Qu'est-ce qui fait que les navires ralentissent mystérieusement ou même s'arrêtent lorsqu'ils voyagent, même si leurs moteurs fonctionnent correctement ? Ceci a été observé pour la première fois en 1893 et a été décrit expérimentalement en 1904 sans que tous les secrets de cette « eau morte » soient compris. Une équipe française a expliqué ce phénomène pour la première fois. Crédit :Morgane Parisi -StudioBrou.com
Qu'est-ce qui fait que les navires ralentissent mystérieusement ou même s'arrêtent lorsqu'ils voyagent, même si leurs moteurs fonctionnent correctement ? Cela a été observé pour la première fois en 1893 et a été décrit expérimentalement en 1904 sans que tous les secrets de cette « eau morte » soient compris. Une équipe interdisciplinaire du CNRS et de l'Université de Poitiers a expliqué pour la première fois ce phénomène :les changements de vitesse des navires piégés dans l'eau morte sont dus à des vagues qui agissent comme un tapis roulant ondulant sur lequel les bateaux vont et viennent. Ce travail a été publié dans PNAS le 6 juillet, 2020.
En 1893, l'explorateur norvégien Fridtjof Nansen a vécu un phénomène étrange alors qu'il voyageait au nord de la Sibérie :son navire était ralenti par une force mystérieuse et il pouvait à peine manœuvrer, sans parler de prendre la vitesse normale. En 1904, le physicien et océanographe suédois Vagn Walfrid Ekman a montré dans un laboratoire que les vagues formées sous la surface à l'interface entre les couches d'eau salée et d'eau douce qui forment la partie supérieure de cette zone de l'océan Arctique interagissent avec le navire, générer de la traînée.
Ce phénomène, appelé eau morte, se rencontre dans toutes les mers et tous les océans où se mélangent des eaux de densités différentes (en raison de la salinité ou de la température). Il désigne deux phénomènes de traînée observés par les scientifiques. La première, Traînée à vagues Nansen, provoque une constante, vitesse anormalement basse. La deuxième, Frein à vagues d'Ekman, se caractérise par des oscillations de vitesse dans le bateau piégé. La cause de cela était inconnue. Physiciens, experts en mécanique des fluides, et des mathématiciens de l'Institut Prime du CNRS et du Laboratoire de Mathématiques et Applications (CNRS/Université de Poitiers) ont tenté de résoudre ce mystère. Ils ont utilisé une classification mathématique de différentes ondes internes et une analyse d'images expérimentales à l'échelle sub-pixel, une première.
Vue du dispositif expérimental En utilisant des cuves plus grandes que d'habitude, les scientifiques ont montré que le confinement latéral imposé par des paramètres réglés trop étroitement, ou par les ports et les écluses, exacerbe les oscillations dynamiques des bateaux. Crédit :© Pprime (CNRS) &LMA (CNRS/Université de Poitiers)

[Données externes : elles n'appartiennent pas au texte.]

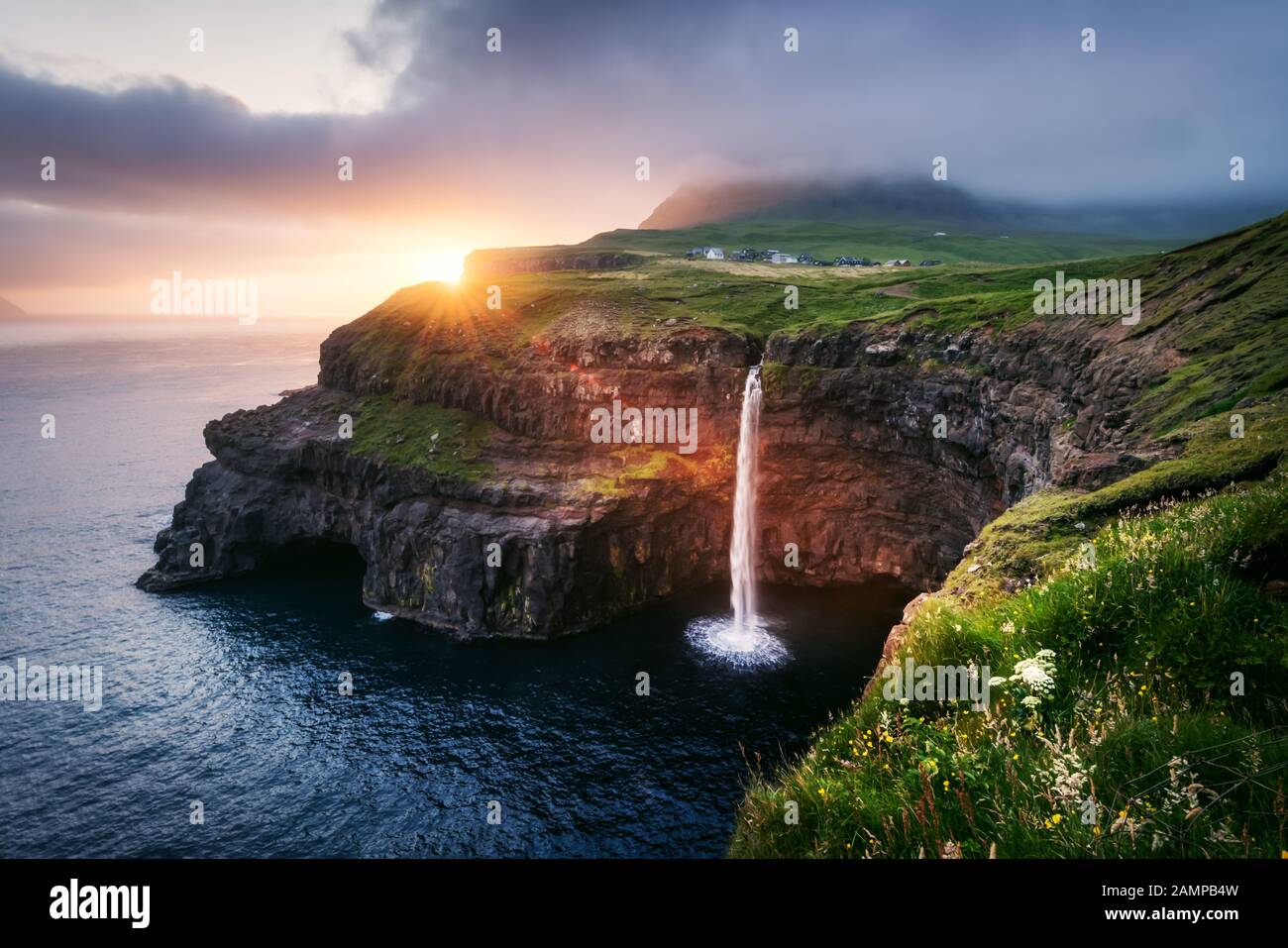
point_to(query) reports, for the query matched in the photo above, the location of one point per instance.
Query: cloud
(537, 143)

Ce travail a montré que ces variations de vitesse sont dues à la génération de vagues spécifiques qui agissent comme un tapis roulant ondulant sur lequel le navire se déplace d'avant en arrière. Les scientifiques ont également rapproché les observations de Nansen et d'Ekman. Ils ont montré que le régime oscillant d'Ekman n'est que temporaire :le navire finit par s'échapper et atteint la vitesse constante de Nansen.

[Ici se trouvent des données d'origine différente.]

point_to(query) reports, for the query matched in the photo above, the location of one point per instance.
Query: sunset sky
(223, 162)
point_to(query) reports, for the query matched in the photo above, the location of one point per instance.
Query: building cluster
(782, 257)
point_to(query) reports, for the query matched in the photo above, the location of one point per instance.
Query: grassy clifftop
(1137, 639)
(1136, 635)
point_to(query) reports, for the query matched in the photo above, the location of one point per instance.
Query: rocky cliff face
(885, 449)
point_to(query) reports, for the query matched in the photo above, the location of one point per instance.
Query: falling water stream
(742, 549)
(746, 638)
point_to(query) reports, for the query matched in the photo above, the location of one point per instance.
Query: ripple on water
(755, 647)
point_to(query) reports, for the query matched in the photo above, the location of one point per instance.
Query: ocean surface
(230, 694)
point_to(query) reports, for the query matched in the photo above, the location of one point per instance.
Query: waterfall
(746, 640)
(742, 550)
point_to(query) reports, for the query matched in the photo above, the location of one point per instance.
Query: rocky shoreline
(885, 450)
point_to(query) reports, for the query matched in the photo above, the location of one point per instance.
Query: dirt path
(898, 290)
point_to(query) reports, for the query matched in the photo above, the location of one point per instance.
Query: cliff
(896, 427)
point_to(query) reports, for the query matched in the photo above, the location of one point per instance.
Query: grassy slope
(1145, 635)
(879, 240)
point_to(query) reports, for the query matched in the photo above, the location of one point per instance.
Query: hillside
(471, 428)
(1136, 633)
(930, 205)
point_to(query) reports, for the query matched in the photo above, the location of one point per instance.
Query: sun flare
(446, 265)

Ce travail s'inscrit dans le cadre d'un projet d'envergure visant à déterminer pourquoi, lors de la bataille d'Actium (31 avant JC), Les grands navires de Cléopâtre ont perdu face aux navires les plus faibles d'Octave. Que la baie d'Actium, qui a toutes les caractéristiques d'un fjord, ont piégé la flotte de la reine d'Égypte dans l'eau morte ?
Alors maintenant, nous avons une autre hypothèse pour expliquer cette défaite retentissante, que dans l'antiquité on attribuait à remoras, 'suckerfish' attachés à leurs coques, comme le dit la légende.